There’s a song I don’t like very much.
It’s got some good lyrics, but the main one (and the one I have an issue with) is: “The cross has the final word.”
The cross, where Jesus was put to death instead of us. He was mocked, beaten, spit on, brutally crucified. He breathed His last on a piece of wood in the shape of a t, nails in His hands and feet. His body was broken, His blood poured out—for us.
And this means that the cross, this horrific and terrible thing, is actually great news for us, a tremendous work of God on our behalf. It canceled our debt to God (Colossians 2:14). It put to death our sinful selves (Galatians 2:20). It removed the barrier between us and God and gave us access to a relationship with Him (Matthew 27:51). It made He who had no sin to be sin for us, so that in Him we might become the righteousness of God (2 Corinthians 5:21). It created peace and reconciliation between us and God (Colossians 1:20). It set us free from accusation, making us holy in the sight of the Holiest God (Colossians 1:22). It healed us (1 Peter 2:24). It is the perfect picture of God’s love (Romans 5:8).
But with just the cross, Jesus stays dead.
With just the cross, God is not greater than death.
With just the cross, I am free, holy, righteous, and reconciled to God—and what a wonderful gift that is.
But with just the cross, God’s glory is incomplete.
The story does not end there.
Graciously, blessedly, the story does not end there.
Because Jesus’ buried body breathed again. His heart started pumping again, He left that tomb, He walked among His disciples—He was raised from the dead.
And the cross may be great news for us, but even greater news is that of Jesus’ resurrection. In the resurrection, Jesus has been given all authority in heaven and on earth (Matthew 28:18). In the resurrection, Jesus took back the keys to death and hell (Revelation 1:18). In the resurrection, God has given us a living hope (1 Peter 1:3). In the resurrection, God has won the victory (1 Corinthians 15:54-57). In the resurrection, we are made alive to God (Romans 6:11).
And let’s be clear, we were dead (Ephesians 2:1). Although we were breathing with our human lungs and walking around with our human legs, our spirits were separate from God, rotting in hell for eternity. Our sin was a death sentence (Romans 6:23).

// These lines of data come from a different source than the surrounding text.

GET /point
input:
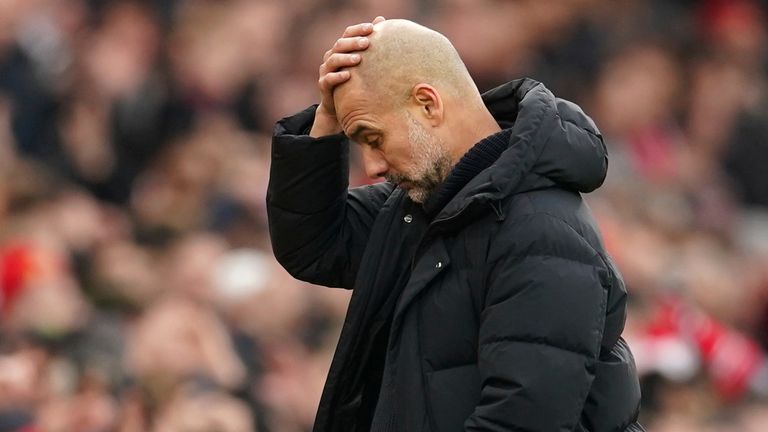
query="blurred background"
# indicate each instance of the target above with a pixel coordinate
(138, 290)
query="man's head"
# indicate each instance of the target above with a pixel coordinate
(407, 103)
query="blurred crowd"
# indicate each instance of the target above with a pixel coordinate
(137, 287)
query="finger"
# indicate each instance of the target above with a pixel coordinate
(330, 80)
(339, 60)
(345, 45)
(358, 30)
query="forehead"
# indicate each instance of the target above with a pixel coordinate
(354, 102)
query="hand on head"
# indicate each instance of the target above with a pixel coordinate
(342, 55)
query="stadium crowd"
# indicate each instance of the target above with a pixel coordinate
(137, 287)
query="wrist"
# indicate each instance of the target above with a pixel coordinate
(325, 124)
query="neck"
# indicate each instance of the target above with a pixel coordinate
(472, 130)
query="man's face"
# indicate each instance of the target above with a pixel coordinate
(394, 144)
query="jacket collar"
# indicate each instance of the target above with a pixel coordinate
(553, 143)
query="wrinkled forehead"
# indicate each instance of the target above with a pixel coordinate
(353, 99)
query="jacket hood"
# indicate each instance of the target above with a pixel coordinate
(553, 143)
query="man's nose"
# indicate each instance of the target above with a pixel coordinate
(375, 164)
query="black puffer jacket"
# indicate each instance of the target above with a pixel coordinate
(512, 315)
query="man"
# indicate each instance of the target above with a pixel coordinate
(483, 298)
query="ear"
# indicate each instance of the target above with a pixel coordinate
(429, 103)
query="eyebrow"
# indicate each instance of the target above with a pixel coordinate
(358, 130)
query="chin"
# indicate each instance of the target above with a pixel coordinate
(418, 195)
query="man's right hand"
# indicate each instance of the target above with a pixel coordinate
(341, 55)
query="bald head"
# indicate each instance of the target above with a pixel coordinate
(402, 54)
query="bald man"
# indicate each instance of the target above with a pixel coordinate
(483, 297)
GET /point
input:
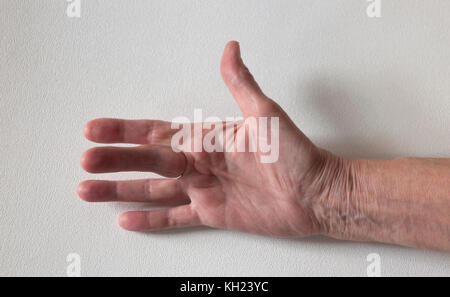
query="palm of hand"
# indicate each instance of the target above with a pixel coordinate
(230, 190)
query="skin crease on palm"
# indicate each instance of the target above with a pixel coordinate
(307, 191)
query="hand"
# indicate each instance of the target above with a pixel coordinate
(229, 190)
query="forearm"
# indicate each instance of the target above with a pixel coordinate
(402, 201)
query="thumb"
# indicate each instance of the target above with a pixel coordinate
(240, 81)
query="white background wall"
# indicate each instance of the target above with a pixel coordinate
(360, 87)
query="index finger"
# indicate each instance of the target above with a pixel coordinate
(106, 130)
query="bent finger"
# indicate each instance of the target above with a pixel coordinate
(158, 159)
(161, 191)
(177, 217)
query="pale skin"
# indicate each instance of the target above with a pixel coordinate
(308, 191)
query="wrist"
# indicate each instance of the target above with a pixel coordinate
(341, 207)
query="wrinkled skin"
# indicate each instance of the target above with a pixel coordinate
(222, 190)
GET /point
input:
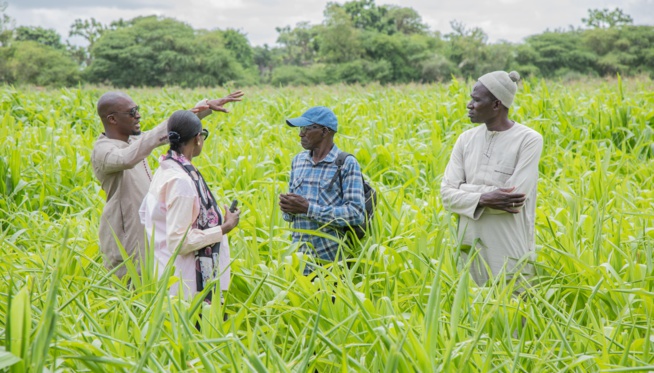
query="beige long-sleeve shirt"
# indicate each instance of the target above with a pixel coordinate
(125, 177)
(483, 161)
(169, 211)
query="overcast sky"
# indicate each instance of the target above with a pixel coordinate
(510, 20)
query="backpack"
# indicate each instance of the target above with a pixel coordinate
(370, 195)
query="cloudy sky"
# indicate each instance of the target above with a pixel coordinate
(509, 20)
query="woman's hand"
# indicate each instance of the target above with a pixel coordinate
(231, 219)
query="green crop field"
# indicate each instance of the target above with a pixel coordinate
(405, 302)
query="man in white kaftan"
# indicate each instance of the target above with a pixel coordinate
(491, 181)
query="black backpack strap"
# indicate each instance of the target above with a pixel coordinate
(340, 161)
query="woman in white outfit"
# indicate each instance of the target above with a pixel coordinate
(182, 212)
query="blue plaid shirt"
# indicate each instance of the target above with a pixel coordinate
(330, 209)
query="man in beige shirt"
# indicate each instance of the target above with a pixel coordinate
(119, 163)
(491, 180)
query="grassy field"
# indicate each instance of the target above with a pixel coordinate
(406, 301)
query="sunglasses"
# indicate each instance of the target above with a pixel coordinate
(132, 112)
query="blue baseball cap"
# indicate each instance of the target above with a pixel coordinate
(321, 115)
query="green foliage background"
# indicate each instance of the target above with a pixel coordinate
(404, 303)
(357, 42)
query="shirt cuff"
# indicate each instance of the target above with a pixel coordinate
(311, 211)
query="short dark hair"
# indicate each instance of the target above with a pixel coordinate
(183, 126)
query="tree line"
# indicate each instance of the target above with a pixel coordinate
(357, 42)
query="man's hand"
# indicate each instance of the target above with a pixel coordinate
(503, 199)
(217, 104)
(231, 220)
(293, 203)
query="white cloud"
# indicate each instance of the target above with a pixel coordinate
(510, 20)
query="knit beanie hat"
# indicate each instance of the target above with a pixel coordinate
(502, 85)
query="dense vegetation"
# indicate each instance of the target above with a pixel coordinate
(357, 42)
(405, 303)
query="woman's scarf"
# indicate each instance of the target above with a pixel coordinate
(206, 259)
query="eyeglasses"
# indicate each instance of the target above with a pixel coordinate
(132, 112)
(306, 129)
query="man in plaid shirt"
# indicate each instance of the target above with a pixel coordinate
(312, 204)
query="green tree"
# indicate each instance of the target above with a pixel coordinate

But God raised Jesus from the dead. And with Him, us. Our puny, tiny, little human selves were resurrected alongside the Lord Jesus Christ. And because He is alive, we are alive. Alive, alive, alive, in Him, through Him, for Him.

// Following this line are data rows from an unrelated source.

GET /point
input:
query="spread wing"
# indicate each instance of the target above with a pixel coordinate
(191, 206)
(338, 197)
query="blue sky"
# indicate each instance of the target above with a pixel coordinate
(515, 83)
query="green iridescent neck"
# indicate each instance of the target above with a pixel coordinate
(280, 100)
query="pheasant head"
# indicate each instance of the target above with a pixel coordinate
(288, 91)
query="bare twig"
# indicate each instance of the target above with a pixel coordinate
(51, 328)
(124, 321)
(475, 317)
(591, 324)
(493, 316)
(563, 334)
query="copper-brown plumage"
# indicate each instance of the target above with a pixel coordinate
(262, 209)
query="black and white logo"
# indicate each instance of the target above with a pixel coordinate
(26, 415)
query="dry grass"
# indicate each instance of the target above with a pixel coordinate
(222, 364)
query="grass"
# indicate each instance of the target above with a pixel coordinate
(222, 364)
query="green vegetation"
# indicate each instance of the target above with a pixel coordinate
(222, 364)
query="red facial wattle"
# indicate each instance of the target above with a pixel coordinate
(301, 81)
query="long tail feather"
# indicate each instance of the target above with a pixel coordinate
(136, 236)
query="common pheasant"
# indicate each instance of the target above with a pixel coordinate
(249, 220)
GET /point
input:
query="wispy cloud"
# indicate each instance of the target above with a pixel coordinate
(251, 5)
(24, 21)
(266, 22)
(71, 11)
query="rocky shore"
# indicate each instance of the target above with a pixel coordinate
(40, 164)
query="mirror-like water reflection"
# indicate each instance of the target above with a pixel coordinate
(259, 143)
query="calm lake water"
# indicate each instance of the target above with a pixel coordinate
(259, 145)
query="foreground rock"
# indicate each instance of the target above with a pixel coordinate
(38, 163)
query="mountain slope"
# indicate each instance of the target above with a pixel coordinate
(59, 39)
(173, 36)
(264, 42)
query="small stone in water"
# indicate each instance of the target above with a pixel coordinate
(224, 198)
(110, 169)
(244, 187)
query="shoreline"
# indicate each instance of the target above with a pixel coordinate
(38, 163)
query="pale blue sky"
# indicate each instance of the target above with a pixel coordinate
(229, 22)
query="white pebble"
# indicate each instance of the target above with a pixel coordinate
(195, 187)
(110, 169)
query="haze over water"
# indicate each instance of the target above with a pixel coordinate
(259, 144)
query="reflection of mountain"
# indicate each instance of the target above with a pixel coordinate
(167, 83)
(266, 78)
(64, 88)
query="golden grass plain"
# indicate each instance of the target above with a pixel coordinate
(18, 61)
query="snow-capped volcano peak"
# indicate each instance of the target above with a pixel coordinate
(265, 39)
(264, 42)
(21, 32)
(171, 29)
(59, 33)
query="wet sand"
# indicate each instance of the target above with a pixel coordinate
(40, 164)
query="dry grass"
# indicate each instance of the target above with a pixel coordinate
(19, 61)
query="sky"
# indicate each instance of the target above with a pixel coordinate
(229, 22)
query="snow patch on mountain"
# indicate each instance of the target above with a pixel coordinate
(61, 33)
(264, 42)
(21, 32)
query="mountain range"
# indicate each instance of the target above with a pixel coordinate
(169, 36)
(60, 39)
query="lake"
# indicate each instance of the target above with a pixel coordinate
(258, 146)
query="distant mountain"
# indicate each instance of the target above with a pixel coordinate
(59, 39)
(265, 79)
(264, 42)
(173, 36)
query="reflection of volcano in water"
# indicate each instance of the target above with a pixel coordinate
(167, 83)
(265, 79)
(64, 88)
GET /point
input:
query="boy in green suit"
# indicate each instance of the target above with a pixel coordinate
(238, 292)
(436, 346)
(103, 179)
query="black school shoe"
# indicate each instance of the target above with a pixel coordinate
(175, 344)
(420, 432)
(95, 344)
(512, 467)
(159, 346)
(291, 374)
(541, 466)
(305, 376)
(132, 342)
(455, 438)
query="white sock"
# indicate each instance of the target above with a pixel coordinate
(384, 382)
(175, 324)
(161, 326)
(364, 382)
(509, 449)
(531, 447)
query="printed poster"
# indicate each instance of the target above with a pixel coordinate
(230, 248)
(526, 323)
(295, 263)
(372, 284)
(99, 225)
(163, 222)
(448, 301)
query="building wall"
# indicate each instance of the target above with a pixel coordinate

So the cross does not get the final word. The instrument of torture that put the only perfect Man to death, the symbol of God’s sacrifice, the suffering of Jesus: it does not get the final word.
No, the empty grave gets the final word. And what a word it is: the word of eternal life (John 10:28, 1 John 5:13).
Happy Easter, friends. Let us thank God today for the gift of eternal life in Jesus Christ.